Nation

EDCOM II FLAGS OVERLAPPING CHED, PRC, TESDA MANDATES AS BARRIER TO PROFESSIONAL GROWTH

/ 15 January 2026

OVERLAPPING and competing mandates among the Commission on Higher Education, the Professional Regulation Commission,  and the Technical Education and Skills Development Authority are creating structural barriers that hinder the academic and professional progression of Filipino learners and workers.

This was revealed in the findings of the Second Congressional Commission on Education (EDCOM II).

In its review, EDCOM II noted that while CHED, PRC, and TESDA were established to regulate distinct segments of the education-to-employment pipeline, their enabling laws grant parallel—and in some cases conflicting—regulatory powers.
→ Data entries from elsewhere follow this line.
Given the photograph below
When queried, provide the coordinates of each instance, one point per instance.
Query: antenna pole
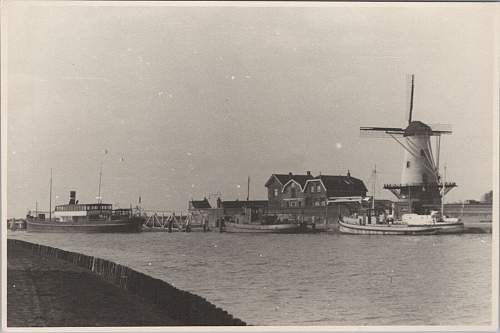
(50, 197)
(100, 178)
(411, 97)
(442, 193)
(374, 184)
(409, 199)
The commission found that the lack of a clear hierarchy and regular coordination in implementing these laws has resulted in blurred lines of authority, particularly where academic programs, skills standards, and licensure requirements intersect.

This statutory ambiguity has led to duplicative regulation, inconsistent enforcement, and conflicting policy guidance for institutions and students.
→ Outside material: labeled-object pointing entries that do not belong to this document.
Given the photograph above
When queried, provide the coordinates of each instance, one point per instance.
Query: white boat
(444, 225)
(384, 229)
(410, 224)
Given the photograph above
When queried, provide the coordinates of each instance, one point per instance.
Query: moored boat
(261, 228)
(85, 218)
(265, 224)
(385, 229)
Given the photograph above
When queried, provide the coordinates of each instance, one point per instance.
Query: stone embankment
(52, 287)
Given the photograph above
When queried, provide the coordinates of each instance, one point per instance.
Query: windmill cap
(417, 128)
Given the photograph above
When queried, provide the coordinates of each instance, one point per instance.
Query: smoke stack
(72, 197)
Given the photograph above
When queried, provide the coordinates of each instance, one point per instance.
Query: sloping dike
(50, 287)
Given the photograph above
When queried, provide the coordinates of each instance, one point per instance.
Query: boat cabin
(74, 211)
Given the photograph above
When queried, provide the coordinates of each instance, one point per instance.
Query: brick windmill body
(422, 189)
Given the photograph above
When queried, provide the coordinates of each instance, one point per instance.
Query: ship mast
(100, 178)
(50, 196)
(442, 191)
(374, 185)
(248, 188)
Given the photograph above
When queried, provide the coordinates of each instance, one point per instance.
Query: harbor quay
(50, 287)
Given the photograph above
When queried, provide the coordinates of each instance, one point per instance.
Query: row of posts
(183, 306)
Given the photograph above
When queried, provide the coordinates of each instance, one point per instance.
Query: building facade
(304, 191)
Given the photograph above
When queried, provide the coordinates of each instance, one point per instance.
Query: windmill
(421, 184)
The problem is further compounded by outdated professional laws enacted decades before the creation of CHED and TESDA in 1994.

“These provisions were crafted in the absence of a national higher education and skills regulator,” EDCOM II said, noting that they now conflict with contemporary standards and quality assurance frameworks issued by CHED and TESDA.

Even among more recent professionalization laws, the commission said the failure to specify which agency’s rules should prevail when standards diverge has subjected institutions to multiple, uncoordinated audits of the same programs, laboratories, and faculty.

These overlaps, the commission said, have real consequences for learners and workers.

Graduates of TESDA-regulated programs often face barriers when transitioning to CHED-regulated degree programs, as competencies earned through national certificates are not consistently credited.

To address these structural contradictions, EDCOM II proposed the Philippine Professional Standards and Quality Assurance System Act of 2025, which seeks to mitigate overlapping functions by creating a Board of Curriculum Standards and Skills to ensure seamless integration of tertiary education and professional regulation.

While the legislation is pending, CHED, PRC, and TESDA signed a Joint Memorandum Circular on October 10 to harmonize professional and technical standards in priority areas and support learner mobility and national development.

The circular establishes a permanent Tripartite Council to streamline curricula, licensure standards, and training regulations, and to delineate final authorities among the three agencies to minimize jurisdictional overlaps and unilateral policy shifts.